I often blog about things that I find very interesting as it relates to software development (.NET more specifically) but that only covers a really small portion of my technical reading. While I tend to tweet these other links I continue to be frustrated by the search capabilities of Twitter, and so I intend to initiate a series of posts that represent my broader technical research and software interests. It has the added personal benefit of enabling me greater control (and search) over my curated work.

Hope you find something interesting!


Developer Links

Compressing the Web

As it relates to compression of HTTP request/response my knowledge pretty much begins and ends with GZIP, however, I came across this brilliant article on web compression techniques and I thought I would pass it on, techniques like this are critical for systems where bandwidth is limited (e.g. mobile).

Why Open Source Is Becoming A Big Developer-Recruiting Tool

“Most companies are just coming around to the idea that open source can help lower costs and boost innovation within their organizations. But Web companies like Netflix, Twitter and Facebook understand that open source can be more: a powerful weapon for recruiting and retaining top engineering talent.”

Open Web Platform Milestone Achieved with HTML5 Recommendation

“The World Wide Web Consortium (W3C) published a Recommendation of HTML5, the fifth major revision of the format used to build Web pages and applications, and the cornerstone of the Open Web Platform. For application developers and industry, HTML5 represents a set of features that people will be able to rely on for years to come. HTML5 is now supported on a wide variety of devices, lowering the cost of creating rich applications to reach users everywhere.”

Microsoft’s Quantum Mechanics

Using fundamental physics research may open a new era of unimaginably powerful computers.

RoomAlive

RoomAlive is a proof-of-concept prototype that transforms any room into an immersive, augmented entertainment experience. The experience is enabled by scalable, adaptive projector-camera units.

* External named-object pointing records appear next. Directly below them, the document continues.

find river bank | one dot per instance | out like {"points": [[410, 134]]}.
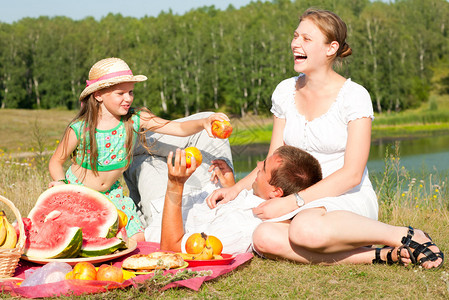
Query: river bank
{"points": [[40, 130]]}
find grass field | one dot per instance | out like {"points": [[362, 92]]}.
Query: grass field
{"points": [[420, 202]]}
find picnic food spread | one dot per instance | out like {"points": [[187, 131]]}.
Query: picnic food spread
{"points": [[152, 261], [201, 246], [72, 221]]}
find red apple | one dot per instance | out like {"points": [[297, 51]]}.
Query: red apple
{"points": [[221, 129]]}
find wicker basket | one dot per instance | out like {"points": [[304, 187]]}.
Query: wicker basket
{"points": [[9, 258]]}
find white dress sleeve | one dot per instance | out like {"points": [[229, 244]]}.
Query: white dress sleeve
{"points": [[284, 92], [356, 103]]}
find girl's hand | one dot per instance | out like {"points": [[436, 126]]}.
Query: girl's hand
{"points": [[222, 172], [54, 183], [179, 173], [207, 124], [274, 208]]}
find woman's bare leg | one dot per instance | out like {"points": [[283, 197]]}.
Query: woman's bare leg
{"points": [[315, 236]]}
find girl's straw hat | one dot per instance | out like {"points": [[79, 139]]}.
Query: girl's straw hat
{"points": [[108, 72]]}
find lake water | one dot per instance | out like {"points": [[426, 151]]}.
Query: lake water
{"points": [[416, 155]]}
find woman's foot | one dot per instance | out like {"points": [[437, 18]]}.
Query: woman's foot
{"points": [[418, 249], [386, 255]]}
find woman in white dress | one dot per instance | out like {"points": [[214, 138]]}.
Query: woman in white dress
{"points": [[330, 117]]}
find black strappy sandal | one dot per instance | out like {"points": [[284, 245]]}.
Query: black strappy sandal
{"points": [[415, 249], [389, 260]]}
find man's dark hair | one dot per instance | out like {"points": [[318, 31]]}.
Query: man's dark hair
{"points": [[298, 170]]}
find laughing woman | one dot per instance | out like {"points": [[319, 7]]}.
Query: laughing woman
{"points": [[330, 117]]}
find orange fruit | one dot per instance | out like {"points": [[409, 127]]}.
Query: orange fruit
{"points": [[110, 273], [83, 270], [198, 241], [221, 129], [193, 151]]}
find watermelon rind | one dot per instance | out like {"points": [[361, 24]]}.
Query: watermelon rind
{"points": [[69, 247], [100, 247], [77, 202]]}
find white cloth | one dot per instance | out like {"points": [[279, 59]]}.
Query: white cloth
{"points": [[233, 222], [325, 138]]}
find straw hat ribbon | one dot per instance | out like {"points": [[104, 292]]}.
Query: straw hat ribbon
{"points": [[108, 72]]}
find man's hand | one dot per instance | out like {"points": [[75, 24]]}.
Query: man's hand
{"points": [[222, 172]]}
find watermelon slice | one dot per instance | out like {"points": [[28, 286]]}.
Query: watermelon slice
{"points": [[64, 217]]}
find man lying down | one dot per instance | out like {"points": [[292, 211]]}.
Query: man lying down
{"points": [[287, 171]]}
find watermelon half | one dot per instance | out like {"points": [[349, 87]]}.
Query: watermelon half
{"points": [[66, 216]]}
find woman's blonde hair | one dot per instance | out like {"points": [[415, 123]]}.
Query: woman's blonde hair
{"points": [[333, 28]]}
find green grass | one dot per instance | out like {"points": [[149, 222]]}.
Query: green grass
{"points": [[405, 199]]}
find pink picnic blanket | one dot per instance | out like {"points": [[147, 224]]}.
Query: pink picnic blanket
{"points": [[80, 287]]}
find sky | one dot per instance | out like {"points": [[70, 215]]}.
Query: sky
{"points": [[14, 10]]}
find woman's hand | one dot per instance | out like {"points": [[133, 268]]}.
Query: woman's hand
{"points": [[275, 207], [221, 172], [207, 124]]}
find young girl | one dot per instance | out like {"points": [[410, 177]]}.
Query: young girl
{"points": [[102, 135], [330, 117]]}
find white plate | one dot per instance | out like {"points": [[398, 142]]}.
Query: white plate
{"points": [[97, 259]]}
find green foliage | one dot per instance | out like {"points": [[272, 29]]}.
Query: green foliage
{"points": [[229, 60]]}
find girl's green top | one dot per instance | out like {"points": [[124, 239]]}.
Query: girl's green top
{"points": [[110, 144]]}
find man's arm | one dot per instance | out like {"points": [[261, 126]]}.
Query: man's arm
{"points": [[172, 226]]}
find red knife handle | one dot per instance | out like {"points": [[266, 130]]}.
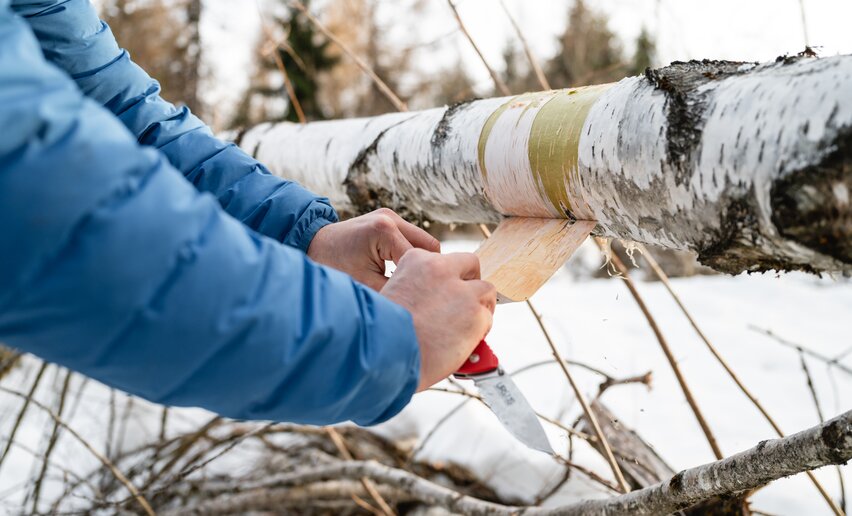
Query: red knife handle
{"points": [[482, 360]]}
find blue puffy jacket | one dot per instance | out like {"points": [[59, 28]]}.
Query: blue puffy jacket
{"points": [[140, 250]]}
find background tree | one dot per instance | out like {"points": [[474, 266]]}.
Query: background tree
{"points": [[305, 54], [164, 39], [589, 52]]}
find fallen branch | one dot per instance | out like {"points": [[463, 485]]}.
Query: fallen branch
{"points": [[822, 445]]}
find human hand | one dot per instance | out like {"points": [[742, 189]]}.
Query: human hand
{"points": [[360, 246], [451, 306]]}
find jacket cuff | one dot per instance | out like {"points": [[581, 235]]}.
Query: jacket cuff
{"points": [[316, 217], [396, 372]]}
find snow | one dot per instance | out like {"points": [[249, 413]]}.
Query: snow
{"points": [[597, 322], [593, 321]]}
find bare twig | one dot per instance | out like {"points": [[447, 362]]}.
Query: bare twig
{"points": [[101, 458], [340, 444], [616, 471], [829, 443], [539, 73], [593, 420], [54, 436], [831, 362], [815, 398], [9, 362], [23, 411], [724, 363], [276, 56], [705, 427], [498, 82], [822, 445], [185, 445], [804, 23], [384, 88]]}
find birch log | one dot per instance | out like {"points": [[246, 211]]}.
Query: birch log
{"points": [[749, 165]]}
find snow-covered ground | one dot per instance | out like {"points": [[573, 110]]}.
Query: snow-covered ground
{"points": [[598, 322], [593, 321]]}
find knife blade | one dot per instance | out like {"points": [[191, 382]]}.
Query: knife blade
{"points": [[504, 398]]}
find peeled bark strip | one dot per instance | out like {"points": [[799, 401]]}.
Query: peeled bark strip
{"points": [[749, 165]]}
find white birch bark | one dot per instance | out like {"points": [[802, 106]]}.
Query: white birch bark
{"points": [[749, 165]]}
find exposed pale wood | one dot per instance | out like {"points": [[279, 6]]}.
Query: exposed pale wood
{"points": [[523, 253]]}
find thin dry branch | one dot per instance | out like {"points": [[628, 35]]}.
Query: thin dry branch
{"points": [[613, 464], [705, 427], [498, 82], [560, 459], [51, 444], [101, 458], [828, 443], [369, 487], [822, 445], [661, 275], [830, 362], [590, 415], [23, 411], [539, 73]]}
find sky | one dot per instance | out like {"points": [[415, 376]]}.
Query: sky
{"points": [[747, 30]]}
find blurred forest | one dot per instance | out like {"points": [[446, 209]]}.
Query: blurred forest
{"points": [[163, 37]]}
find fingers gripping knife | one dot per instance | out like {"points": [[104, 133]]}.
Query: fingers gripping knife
{"points": [[518, 259], [504, 398]]}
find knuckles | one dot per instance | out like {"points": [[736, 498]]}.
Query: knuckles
{"points": [[382, 223]]}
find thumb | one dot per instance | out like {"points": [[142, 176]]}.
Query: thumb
{"points": [[392, 245]]}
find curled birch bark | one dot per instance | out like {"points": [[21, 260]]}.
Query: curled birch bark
{"points": [[749, 165]]}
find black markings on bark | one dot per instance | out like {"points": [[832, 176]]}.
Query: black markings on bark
{"points": [[442, 131], [836, 436], [686, 106], [676, 483], [366, 196], [813, 205]]}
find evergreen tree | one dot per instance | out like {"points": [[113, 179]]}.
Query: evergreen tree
{"points": [[305, 55], [162, 37], [589, 52], [645, 54]]}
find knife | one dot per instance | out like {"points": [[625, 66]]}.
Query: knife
{"points": [[504, 398]]}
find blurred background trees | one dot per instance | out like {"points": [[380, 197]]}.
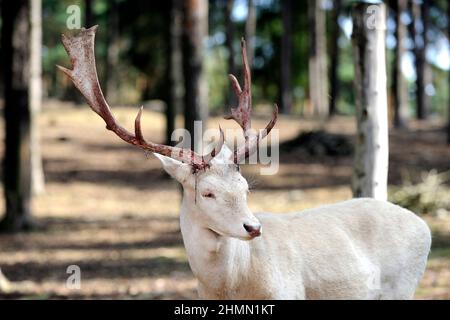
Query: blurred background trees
{"points": [[136, 48], [175, 55]]}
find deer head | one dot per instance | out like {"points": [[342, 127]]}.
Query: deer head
{"points": [[213, 185]]}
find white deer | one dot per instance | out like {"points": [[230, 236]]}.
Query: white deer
{"points": [[357, 249]]}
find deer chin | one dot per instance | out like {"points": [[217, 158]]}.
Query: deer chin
{"points": [[244, 236]]}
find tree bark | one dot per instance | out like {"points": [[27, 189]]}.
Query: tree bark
{"points": [[176, 90], [37, 172], [88, 13], [420, 13], [318, 88], [250, 31], [112, 56], [196, 91], [286, 57], [371, 154], [229, 26], [399, 85], [448, 111], [334, 80], [17, 160]]}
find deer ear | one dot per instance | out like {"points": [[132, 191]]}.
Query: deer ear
{"points": [[177, 169]]}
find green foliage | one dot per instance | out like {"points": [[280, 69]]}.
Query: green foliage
{"points": [[143, 30]]}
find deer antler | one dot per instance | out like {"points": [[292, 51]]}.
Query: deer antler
{"points": [[242, 114], [84, 76]]}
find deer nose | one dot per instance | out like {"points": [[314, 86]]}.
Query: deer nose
{"points": [[254, 230]]}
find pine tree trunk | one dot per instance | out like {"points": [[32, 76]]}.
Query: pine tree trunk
{"points": [[448, 111], [399, 84], [420, 13], [334, 55], [229, 27], [176, 90], [250, 31], [371, 154], [112, 56], [17, 160], [318, 88], [88, 13], [286, 57], [37, 172], [196, 91]]}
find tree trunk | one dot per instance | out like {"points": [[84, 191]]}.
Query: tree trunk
{"points": [[112, 56], [420, 13], [286, 57], [250, 31], [371, 154], [196, 90], [17, 161], [318, 88], [88, 13], [229, 26], [399, 85], [448, 111], [37, 172], [335, 58], [176, 90]]}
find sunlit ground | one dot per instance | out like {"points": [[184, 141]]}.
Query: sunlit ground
{"points": [[111, 210]]}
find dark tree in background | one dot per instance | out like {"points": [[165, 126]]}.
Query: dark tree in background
{"points": [[250, 30], [88, 13], [195, 29], [112, 56], [175, 60], [229, 32], [318, 85], [334, 57], [17, 160], [286, 57], [448, 107], [399, 85], [35, 96], [420, 14]]}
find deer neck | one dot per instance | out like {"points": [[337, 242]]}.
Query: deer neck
{"points": [[220, 263]]}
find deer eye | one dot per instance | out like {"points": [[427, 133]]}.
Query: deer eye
{"points": [[208, 195]]}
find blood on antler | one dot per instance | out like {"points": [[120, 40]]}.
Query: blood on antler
{"points": [[80, 49], [242, 113]]}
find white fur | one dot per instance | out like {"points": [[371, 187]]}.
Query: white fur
{"points": [[357, 249]]}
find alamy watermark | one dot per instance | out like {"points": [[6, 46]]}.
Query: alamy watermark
{"points": [[73, 282]]}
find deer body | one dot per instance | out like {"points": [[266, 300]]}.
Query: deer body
{"points": [[358, 249]]}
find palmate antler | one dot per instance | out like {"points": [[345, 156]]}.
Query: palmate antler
{"points": [[84, 76], [242, 114]]}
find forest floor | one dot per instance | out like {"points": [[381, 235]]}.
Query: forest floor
{"points": [[110, 209]]}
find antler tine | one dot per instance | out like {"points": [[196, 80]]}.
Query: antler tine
{"points": [[242, 114], [80, 49]]}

HTTP Strict Transport Security

HTTP Strict Transport Security (HSTS) is an opt-in security enhancement that is specified by a web application through the use of a special response header. Once a supported browser receives this header that browser will prevent any communications from being sent over HTTP to the specified domain and will instead send all communications over HTTPS.

WebDriver API in Developer Channel

WebDriver enables developers to create automated tests that simulate users interacting with webpages and report back results. This is different from JavaScript unit tests because WebDriver has access to functionality and information that JavaScript running in the browser doesn't, and it can more accurately simulate user events or OS-level events.

FluentValidation

A small validation library for .NET that uses a fluent interface and lambda expressions for building validation rules for your business objects.